Today we headed to the Museum of Genocide Victims.  The museum is located in the former KGB headquarters.  We took some pictures outside of the building as you are not allowed to photograph the inside.  We toured the basement which was used as the prison and interrogation area where over 1,000 prisoners were executed.  I definitely recommend touring this building if any of you come to visit us.  The second and third levels have many displays of history, the people and their later resistance to the occupation.  For more information or pictures of the inside, I suggest googling it.

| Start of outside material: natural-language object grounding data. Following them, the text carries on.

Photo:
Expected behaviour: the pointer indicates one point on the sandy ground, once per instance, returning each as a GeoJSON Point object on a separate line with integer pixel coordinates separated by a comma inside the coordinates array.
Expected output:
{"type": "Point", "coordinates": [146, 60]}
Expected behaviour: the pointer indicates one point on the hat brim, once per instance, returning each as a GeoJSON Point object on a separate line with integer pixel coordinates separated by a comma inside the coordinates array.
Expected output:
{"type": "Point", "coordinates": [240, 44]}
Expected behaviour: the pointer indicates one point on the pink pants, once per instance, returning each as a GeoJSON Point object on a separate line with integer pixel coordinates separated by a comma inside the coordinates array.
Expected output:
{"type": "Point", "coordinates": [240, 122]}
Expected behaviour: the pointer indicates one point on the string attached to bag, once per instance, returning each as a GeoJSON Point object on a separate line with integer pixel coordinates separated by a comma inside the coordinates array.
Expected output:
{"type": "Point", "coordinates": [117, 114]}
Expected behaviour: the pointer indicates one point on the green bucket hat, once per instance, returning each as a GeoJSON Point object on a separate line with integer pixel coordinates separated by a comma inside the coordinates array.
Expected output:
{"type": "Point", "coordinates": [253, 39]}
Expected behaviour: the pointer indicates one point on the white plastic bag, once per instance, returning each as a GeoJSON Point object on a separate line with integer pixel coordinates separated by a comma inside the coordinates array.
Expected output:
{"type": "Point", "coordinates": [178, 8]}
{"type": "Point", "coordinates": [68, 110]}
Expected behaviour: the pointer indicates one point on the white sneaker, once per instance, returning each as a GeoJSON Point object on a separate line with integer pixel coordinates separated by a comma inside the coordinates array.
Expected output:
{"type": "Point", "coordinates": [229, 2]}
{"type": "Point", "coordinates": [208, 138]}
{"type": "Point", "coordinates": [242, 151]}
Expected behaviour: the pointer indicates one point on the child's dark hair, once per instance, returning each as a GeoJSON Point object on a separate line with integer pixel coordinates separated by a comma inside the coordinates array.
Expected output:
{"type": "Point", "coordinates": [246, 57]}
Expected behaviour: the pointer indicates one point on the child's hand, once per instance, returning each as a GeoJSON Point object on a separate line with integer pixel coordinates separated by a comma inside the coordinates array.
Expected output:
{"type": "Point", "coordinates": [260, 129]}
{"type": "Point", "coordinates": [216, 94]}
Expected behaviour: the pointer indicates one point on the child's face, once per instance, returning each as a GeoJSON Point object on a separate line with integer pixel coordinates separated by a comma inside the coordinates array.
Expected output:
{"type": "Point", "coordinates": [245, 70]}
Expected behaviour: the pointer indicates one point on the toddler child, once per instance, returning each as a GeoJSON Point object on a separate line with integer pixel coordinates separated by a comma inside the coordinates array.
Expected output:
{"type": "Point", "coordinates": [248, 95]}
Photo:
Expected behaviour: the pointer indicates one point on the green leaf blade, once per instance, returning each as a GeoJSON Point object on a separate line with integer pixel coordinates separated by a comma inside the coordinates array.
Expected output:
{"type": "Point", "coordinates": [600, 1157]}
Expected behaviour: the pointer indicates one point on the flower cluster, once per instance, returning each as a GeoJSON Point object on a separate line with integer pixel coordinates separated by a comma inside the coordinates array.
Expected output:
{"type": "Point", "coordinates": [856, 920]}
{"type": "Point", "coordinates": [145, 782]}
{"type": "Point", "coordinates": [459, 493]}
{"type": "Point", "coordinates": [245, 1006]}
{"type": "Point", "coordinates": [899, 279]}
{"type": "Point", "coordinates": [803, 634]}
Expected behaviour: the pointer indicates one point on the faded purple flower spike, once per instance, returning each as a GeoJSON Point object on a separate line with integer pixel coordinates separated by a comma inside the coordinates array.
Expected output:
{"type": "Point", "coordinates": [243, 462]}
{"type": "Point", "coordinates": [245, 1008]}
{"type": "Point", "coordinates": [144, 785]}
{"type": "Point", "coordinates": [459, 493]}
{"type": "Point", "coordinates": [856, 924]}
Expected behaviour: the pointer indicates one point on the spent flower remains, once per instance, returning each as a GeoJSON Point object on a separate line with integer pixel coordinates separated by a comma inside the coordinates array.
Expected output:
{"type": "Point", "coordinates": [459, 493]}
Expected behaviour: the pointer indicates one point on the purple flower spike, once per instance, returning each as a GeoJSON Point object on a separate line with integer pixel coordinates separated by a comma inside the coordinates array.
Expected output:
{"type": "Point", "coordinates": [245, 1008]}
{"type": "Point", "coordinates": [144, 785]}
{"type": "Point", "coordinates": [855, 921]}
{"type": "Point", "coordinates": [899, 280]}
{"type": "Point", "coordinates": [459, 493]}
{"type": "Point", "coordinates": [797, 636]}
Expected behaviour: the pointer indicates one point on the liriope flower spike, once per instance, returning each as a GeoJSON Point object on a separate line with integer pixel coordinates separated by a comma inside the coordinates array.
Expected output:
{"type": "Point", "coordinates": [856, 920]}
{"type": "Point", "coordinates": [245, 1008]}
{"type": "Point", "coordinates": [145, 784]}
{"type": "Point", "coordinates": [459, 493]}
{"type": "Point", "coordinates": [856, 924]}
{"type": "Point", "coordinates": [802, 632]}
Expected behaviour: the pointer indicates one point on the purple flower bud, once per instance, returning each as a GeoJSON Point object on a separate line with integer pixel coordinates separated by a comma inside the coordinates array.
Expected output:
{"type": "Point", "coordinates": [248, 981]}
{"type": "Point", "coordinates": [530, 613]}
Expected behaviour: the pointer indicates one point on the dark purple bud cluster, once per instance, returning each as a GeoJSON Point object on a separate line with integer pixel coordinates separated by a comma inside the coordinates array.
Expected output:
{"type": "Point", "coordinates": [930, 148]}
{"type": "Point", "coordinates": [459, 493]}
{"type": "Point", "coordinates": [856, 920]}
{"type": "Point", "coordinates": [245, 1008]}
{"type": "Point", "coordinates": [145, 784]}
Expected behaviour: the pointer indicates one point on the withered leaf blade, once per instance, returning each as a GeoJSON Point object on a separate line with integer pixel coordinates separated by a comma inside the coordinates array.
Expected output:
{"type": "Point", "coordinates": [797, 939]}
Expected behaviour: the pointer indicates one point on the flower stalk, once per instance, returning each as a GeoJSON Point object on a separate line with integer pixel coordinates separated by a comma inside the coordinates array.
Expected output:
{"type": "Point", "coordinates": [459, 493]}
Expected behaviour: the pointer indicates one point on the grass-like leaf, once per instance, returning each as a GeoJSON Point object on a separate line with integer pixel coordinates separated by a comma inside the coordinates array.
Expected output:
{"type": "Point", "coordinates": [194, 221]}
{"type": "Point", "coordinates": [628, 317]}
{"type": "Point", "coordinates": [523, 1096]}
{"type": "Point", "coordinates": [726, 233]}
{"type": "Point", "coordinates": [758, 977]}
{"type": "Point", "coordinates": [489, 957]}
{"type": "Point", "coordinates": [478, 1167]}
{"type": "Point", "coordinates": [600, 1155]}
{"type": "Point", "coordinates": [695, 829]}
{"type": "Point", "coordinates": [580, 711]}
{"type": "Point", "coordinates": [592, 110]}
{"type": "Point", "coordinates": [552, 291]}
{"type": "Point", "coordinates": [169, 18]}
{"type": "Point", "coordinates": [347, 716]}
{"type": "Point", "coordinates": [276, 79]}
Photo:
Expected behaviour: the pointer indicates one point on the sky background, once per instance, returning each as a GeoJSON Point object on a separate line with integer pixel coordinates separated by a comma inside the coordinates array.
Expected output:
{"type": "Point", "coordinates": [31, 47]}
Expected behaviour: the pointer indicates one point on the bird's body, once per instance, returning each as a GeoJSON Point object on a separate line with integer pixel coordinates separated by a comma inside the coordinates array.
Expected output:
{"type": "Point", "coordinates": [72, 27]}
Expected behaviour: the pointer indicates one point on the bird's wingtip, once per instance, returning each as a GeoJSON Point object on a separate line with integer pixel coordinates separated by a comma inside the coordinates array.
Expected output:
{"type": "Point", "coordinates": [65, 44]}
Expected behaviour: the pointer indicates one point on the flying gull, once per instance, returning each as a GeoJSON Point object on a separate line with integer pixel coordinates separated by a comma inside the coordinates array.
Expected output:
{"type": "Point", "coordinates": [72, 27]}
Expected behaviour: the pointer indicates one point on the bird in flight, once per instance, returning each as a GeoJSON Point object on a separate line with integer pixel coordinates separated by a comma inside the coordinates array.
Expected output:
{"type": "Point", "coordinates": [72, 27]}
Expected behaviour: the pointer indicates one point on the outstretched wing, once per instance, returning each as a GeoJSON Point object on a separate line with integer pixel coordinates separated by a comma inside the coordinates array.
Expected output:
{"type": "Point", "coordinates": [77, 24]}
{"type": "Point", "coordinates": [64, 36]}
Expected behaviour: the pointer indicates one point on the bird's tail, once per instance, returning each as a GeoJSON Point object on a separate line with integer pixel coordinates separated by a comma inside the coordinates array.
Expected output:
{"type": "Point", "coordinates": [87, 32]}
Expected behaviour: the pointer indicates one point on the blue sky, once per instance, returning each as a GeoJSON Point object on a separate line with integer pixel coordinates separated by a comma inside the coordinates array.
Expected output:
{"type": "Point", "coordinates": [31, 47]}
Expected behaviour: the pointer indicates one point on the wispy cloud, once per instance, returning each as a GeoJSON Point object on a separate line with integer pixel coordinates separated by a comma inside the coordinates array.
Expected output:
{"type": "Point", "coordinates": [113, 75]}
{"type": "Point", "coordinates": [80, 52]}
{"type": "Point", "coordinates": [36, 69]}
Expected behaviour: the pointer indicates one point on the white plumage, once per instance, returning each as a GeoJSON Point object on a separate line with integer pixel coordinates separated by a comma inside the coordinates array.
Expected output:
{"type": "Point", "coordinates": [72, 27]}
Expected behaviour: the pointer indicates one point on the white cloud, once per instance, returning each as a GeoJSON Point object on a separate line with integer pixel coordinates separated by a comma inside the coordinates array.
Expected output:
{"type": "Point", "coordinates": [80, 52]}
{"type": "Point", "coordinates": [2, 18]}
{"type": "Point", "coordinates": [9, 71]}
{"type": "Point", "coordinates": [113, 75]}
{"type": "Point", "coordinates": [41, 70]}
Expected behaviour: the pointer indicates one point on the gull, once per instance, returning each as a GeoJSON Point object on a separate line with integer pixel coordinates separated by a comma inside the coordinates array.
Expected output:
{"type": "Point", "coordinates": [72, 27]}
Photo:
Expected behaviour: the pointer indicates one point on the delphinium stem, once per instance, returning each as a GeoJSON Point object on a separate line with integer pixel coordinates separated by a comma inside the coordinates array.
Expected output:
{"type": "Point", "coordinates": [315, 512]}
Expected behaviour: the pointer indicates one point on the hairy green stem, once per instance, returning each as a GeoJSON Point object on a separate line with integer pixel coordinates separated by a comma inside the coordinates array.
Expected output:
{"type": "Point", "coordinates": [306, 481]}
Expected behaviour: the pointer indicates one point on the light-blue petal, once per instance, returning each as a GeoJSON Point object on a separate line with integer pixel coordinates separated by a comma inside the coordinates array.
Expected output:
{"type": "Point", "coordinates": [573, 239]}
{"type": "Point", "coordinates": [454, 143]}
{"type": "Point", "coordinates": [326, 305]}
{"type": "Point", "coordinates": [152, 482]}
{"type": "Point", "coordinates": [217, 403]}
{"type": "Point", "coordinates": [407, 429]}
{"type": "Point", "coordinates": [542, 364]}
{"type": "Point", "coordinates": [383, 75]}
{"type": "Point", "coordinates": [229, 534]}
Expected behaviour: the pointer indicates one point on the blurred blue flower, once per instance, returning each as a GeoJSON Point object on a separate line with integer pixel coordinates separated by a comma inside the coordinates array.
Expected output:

History of the building (borrowed from Wikipedia):

During the 19th century, Lithuania was part of the Russian Empire. The building, completed in 1890, originally housed the court of the Vilna Governorate. The German Empire used it during its World War I occupation of the country. After independence was declared, it served as a conscription center for the newly formed Lithuanian army and as the Vilnius commander's headquarters. During the Lithuanian Wars of Independence, the city was briefly taken by the Bolsheviks, and the building housed commissariats and a revolutionary tribunal. Following Żeligowski's Mutiny of 1920, Vilnius and its surroundings were incorporated into Poland, and the building housed the courts of justice for the Wilno Voivodship.

Lithuania was invaded by the Soviet Union in 1940, and following an ultimatum, became a Soviet Socialist Republic. Mass arrests and deportations followed, and the building's basement became a prison. In 1941 Nazi Germany invaded the country; the building then housed the Gestapo headquarters. Inscriptions on the cell walls from this era remain. The Soviets retook the country in 1944, and from then until independence was re-established in 1991, the building was used by the KGB, housing offices, a prison, and an interrogation center. Over 1,000 prisoners were executed in the basement between 1944 and the early 1960s, about one third for resisting the occupation.[4] Most bodies were buried in the Tuskulėnai Manor, which underwent reconstruction and is selected to host the second Museum of Genocide Victims.[5]

In addition to housing the museum, the building now serves as a courthouse and as the repository of the Lithuanian Special Archives.


The wall outside the building is engraved with the names of those killed inside.



Monument to Soviet Occupation Victims.  The stones in the monument are from all over Lithuania.